Companies including TNK-BP and Sibneft are able to export about a third of their output through the pipelines with the rest supplied to refineries or to domestic oil loading terminals for export on river barges or rail cars.
"Sibneft exports what it needs by pipelines, we use our quota as much as we need," said John Mann, a spokesman at Sibneft, Russia's No. 5 oil producer. "Right now we don't see problems with export limitations."
Sibneft exports some oil by pipeline to Kazakhstan for further shipments in rail cars to China, Mann said.
Transneft's Grigoryev said more capacity is available to ship oil along that route.
Surgutneftegaz exported 3.6 million tons of oil (72,000 barrels per day) by rail last year, said Raisa Khodchenko, a spokeswoman at the Surgut-based company, citing CEO Vladimir Bogdanov. The producer exports crude in rail cars via an Estonian port on the Baltic Sea from its Kinef refinery in the Leningrad region.

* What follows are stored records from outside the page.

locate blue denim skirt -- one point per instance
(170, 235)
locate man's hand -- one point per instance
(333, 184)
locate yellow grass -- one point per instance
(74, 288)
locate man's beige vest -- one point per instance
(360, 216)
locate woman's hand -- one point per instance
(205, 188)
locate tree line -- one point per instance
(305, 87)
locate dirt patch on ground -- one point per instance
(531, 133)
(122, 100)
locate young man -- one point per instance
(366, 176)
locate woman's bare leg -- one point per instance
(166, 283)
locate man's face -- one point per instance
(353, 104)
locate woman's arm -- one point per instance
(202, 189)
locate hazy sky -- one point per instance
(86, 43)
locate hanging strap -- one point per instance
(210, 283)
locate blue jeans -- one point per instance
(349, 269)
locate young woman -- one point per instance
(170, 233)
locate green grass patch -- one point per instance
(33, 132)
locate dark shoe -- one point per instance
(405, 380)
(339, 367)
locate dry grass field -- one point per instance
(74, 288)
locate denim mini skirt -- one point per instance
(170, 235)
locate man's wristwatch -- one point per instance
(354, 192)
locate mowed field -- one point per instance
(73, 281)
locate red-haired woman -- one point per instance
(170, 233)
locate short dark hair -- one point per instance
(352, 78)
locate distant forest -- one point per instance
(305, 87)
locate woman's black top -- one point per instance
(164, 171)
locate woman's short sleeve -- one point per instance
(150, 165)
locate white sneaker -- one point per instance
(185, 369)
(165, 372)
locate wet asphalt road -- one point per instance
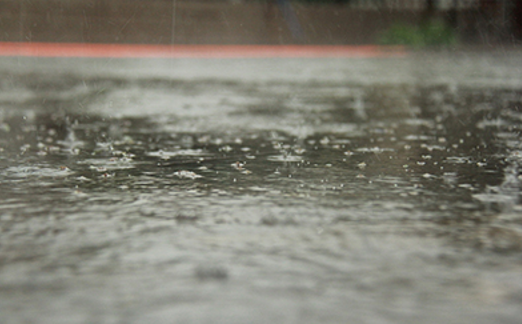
(262, 190)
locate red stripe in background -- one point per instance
(195, 51)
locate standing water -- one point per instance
(263, 190)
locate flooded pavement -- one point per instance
(287, 191)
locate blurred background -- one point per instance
(410, 22)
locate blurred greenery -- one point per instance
(432, 33)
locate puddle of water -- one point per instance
(401, 200)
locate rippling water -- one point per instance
(124, 200)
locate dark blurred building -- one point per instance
(249, 21)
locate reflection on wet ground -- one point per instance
(132, 200)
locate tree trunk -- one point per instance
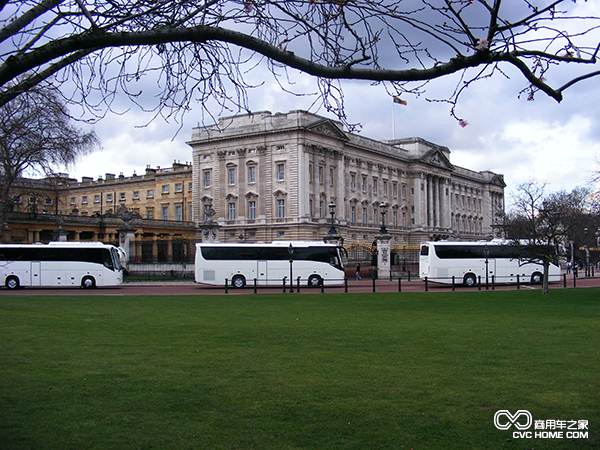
(545, 278)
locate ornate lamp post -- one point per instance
(291, 253)
(587, 253)
(332, 230)
(383, 209)
(486, 252)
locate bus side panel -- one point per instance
(36, 275)
(262, 272)
(22, 270)
(53, 274)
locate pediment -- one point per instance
(328, 128)
(437, 158)
(499, 180)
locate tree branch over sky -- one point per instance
(204, 51)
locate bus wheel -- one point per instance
(88, 283)
(12, 283)
(536, 278)
(238, 281)
(470, 280)
(314, 281)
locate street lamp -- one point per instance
(486, 252)
(587, 253)
(382, 209)
(291, 253)
(332, 230)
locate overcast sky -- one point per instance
(542, 140)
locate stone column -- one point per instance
(126, 241)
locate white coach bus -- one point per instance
(314, 262)
(466, 262)
(58, 264)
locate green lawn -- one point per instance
(302, 371)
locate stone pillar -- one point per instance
(126, 241)
(384, 261)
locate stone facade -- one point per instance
(273, 176)
(158, 205)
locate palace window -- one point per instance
(252, 210)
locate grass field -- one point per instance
(347, 371)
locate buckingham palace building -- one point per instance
(264, 177)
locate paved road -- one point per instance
(190, 288)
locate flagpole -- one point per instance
(393, 121)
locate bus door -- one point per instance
(36, 276)
(262, 272)
(491, 270)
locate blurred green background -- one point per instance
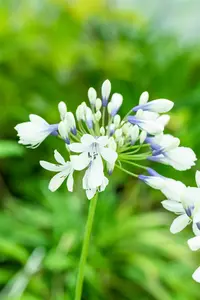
(53, 51)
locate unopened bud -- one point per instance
(62, 110)
(92, 96)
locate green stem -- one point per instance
(126, 171)
(103, 116)
(134, 164)
(86, 241)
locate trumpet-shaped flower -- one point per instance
(64, 169)
(33, 133)
(194, 244)
(92, 150)
(185, 201)
(90, 192)
(158, 106)
(147, 121)
(167, 151)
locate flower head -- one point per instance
(34, 132)
(64, 171)
(98, 140)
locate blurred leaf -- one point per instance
(10, 148)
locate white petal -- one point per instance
(80, 162)
(70, 182)
(196, 275)
(90, 193)
(179, 223)
(197, 177)
(77, 147)
(103, 140)
(56, 181)
(144, 98)
(58, 157)
(147, 115)
(108, 154)
(38, 120)
(194, 243)
(164, 120)
(173, 189)
(159, 105)
(173, 206)
(155, 182)
(88, 139)
(190, 196)
(50, 167)
(95, 173)
(167, 142)
(181, 158)
(152, 127)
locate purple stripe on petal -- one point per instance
(133, 120)
(153, 172)
(104, 102)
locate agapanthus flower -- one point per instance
(194, 244)
(187, 205)
(64, 169)
(34, 132)
(166, 150)
(98, 139)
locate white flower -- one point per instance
(115, 104)
(64, 169)
(62, 110)
(158, 106)
(188, 209)
(147, 121)
(92, 96)
(90, 192)
(33, 133)
(155, 180)
(144, 98)
(194, 244)
(98, 104)
(105, 92)
(89, 117)
(167, 151)
(92, 150)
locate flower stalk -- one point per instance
(98, 140)
(85, 247)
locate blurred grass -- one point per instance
(52, 51)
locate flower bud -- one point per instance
(143, 136)
(62, 110)
(63, 130)
(70, 120)
(92, 96)
(116, 103)
(117, 120)
(102, 131)
(111, 129)
(89, 118)
(144, 98)
(118, 133)
(98, 116)
(98, 104)
(105, 92)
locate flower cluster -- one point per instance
(97, 140)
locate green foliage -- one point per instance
(129, 254)
(50, 52)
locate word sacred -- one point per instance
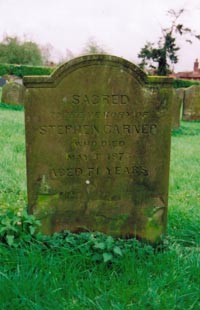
(99, 99)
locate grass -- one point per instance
(39, 276)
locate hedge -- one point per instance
(22, 70)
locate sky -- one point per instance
(121, 27)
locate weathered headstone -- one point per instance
(178, 96)
(13, 93)
(2, 81)
(98, 145)
(191, 105)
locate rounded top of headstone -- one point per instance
(85, 61)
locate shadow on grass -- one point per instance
(6, 106)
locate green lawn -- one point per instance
(64, 274)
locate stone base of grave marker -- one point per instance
(98, 148)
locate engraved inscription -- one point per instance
(98, 171)
(88, 129)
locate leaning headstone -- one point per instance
(2, 81)
(177, 104)
(13, 93)
(191, 106)
(98, 145)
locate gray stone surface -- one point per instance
(98, 145)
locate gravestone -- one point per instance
(13, 93)
(191, 106)
(2, 81)
(98, 148)
(178, 97)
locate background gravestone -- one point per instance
(2, 81)
(178, 97)
(98, 145)
(191, 106)
(13, 93)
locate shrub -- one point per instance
(22, 70)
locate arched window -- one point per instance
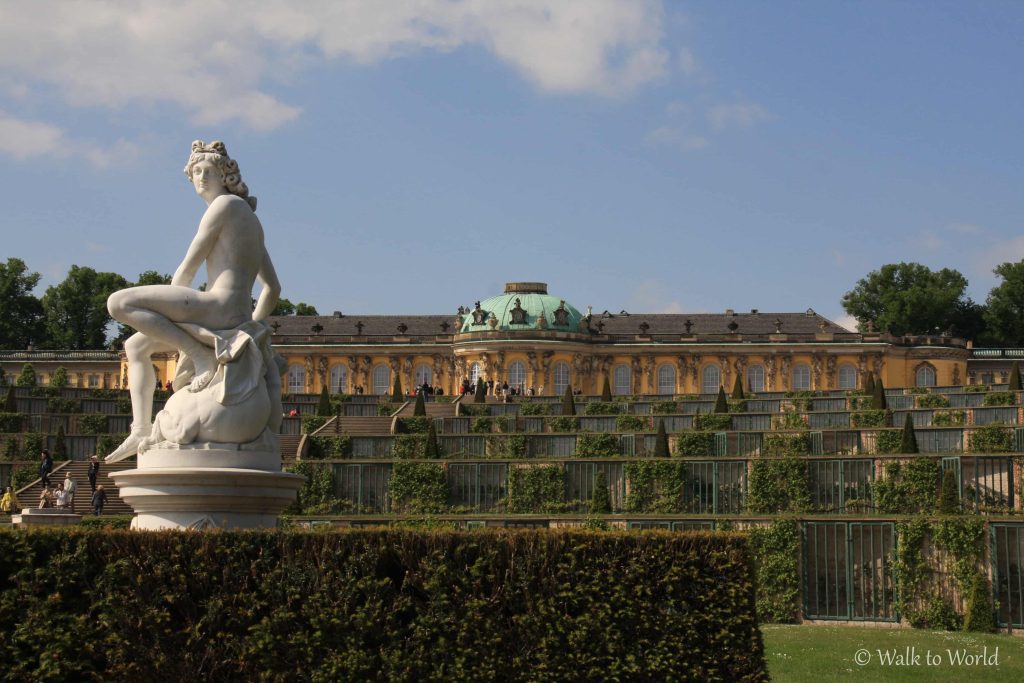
(424, 375)
(711, 379)
(756, 379)
(339, 379)
(666, 379)
(847, 377)
(623, 380)
(296, 379)
(382, 379)
(801, 377)
(517, 375)
(561, 377)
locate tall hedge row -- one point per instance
(365, 605)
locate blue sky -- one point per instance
(413, 157)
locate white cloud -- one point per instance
(214, 58)
(675, 137)
(742, 115)
(20, 138)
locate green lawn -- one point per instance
(822, 653)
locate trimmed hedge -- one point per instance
(359, 605)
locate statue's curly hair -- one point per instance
(216, 153)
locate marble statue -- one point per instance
(227, 386)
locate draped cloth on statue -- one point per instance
(244, 355)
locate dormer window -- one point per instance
(518, 313)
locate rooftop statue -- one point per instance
(227, 387)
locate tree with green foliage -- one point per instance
(662, 441)
(907, 298)
(60, 444)
(568, 404)
(721, 403)
(600, 500)
(20, 311)
(879, 401)
(1005, 307)
(431, 449)
(908, 439)
(75, 310)
(420, 411)
(737, 387)
(949, 495)
(27, 378)
(59, 378)
(324, 404)
(979, 615)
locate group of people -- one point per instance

LUKoil and Yukos, Russia's largest oil exporters, earlier this year criticized Transneft for failing to expand pipelines to match output, which rose 50 percent in the past six years. Alexander Shadrin, a spokesman at Yukos, couldn't immediately comment on export shipments. Dmitry Dolgov, a spokesman at LUKoil, declined to comment.
As recently as September 2003, Russia's pipeline export capacity was about 800,000 barrels per day below demand, Transneft said then. That bottleneck forced producers to use more expensive railroads to ship crude from Russia, which trails only Saudi Arabia in oil exports.
The spare capacity represents 5.4 percent of the 4.8 million barrels a day of oil Russia will export this year, according to Bloomberg calculations.